Working was great for my mental health and for the health of my family. It has kept me using my brain and my skills so that I can help people in addition to my family members. And as I have argued through this whole blog, I am a better pediatrician because I am a mother, and could not do the same job had I not become a parent. So I am all for moms who also want to work outside the home.
Life today in many ways seems a far cry from what it seemed to be for parents when I was growing up. I was always jealous of the other kids whose moms stayed at home while my mom chose to work. She made significant sacrifices to focus her attention on family, and only after we grew up did she really grow career-wise, but those working years were extremely important to her. For my husband T and I – we are both working and generally busy – I carry most of the parental/home responsibilities on the weekdays and we regroup on weekends. The system works for us and lots of other families have found systems that work for them. More commonplace now are work-at-home dads (approximately 3.5% of families in which one member stays at home) and families in which a wife’s income exceeds her husband’s.
Yet it continually surprises me to see discrimination happening specifically to the women around me. Women are still surprisingly being forced into lower paying jobs or out of their jobs with their employers arguing that they do not have the capacity to be parents and sustain employment at the same time. In a world – especially in the populations I frequently deal with at my place of employment – where there are people who are not working and are not endeavoring to feed their families, why target women who are not only remaining dedicated to work, but are building their families at the same time?

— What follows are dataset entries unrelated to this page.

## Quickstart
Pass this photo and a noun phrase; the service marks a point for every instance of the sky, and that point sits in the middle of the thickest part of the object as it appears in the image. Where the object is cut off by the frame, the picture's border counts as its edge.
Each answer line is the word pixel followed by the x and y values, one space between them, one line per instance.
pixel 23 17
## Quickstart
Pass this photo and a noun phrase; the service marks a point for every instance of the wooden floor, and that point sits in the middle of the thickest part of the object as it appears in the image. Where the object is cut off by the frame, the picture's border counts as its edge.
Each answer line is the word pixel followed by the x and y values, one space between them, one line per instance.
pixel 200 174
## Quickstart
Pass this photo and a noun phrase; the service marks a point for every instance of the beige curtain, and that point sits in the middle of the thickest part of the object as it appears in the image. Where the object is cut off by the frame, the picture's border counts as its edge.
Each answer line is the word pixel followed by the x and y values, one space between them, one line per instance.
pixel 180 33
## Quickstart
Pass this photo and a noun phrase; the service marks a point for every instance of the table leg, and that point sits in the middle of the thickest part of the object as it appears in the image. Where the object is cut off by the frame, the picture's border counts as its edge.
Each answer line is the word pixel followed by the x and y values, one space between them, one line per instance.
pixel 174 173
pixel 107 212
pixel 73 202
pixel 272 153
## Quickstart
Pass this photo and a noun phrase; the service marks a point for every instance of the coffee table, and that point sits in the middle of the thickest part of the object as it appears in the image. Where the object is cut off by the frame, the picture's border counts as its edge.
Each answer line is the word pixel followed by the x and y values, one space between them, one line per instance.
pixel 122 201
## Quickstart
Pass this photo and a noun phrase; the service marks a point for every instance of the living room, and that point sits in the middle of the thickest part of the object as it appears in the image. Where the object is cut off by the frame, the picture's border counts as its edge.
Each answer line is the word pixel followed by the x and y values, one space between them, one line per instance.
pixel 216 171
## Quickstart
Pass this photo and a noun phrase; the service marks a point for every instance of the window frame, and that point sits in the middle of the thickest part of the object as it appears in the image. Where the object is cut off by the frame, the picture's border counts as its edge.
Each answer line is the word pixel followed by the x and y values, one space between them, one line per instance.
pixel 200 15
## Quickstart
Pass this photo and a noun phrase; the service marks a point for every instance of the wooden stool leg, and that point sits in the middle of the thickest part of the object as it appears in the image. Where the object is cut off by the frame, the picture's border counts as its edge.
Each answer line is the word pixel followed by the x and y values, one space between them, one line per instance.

One person I know was let go from her job shortly after returning from maternity leave and she had to fight to receive proper severence. This situation can be bad enough to go through, but women in a variety of positions suffer such mistreatment at the hands of their previously benevolent employers. Case in point: NPR posted an article the other day about Natasha Jackson, a woman who had worked for Rent-A-Center and was released without pay while she was pregnant. The employer shrewedly was able to secure documentation from her that her ability to lift was limited and used this as grounds for her dismissal. It is commonly known that women who are pregnant should continue the same level of activity that they have prior to pregnancy – yes I think it is reasonable to make allowances where needed, but to release someone from the job when their family well-being depends on it, with no other reason than pregnancy as your backup point? A great injustice!
Since returning to work I still find that it is challenging to be a working mom. While a private place to pump was made available to me, it was difficult to navigate my normal schedule and pump at the same time. We consider these things accommodations for working moms yet costly smoke breaks are still allowed in many workplaces? Not for long, based on the study recently published on cost of smoke breaks. With the additional responsibilities and tasks I atually feel that my personal efficiency is better than ever. And who better to have on the job in a position of responsibility than a parent who is managing the screaming kids, the tired family members coming home, and the housework of the day and getting through all of it?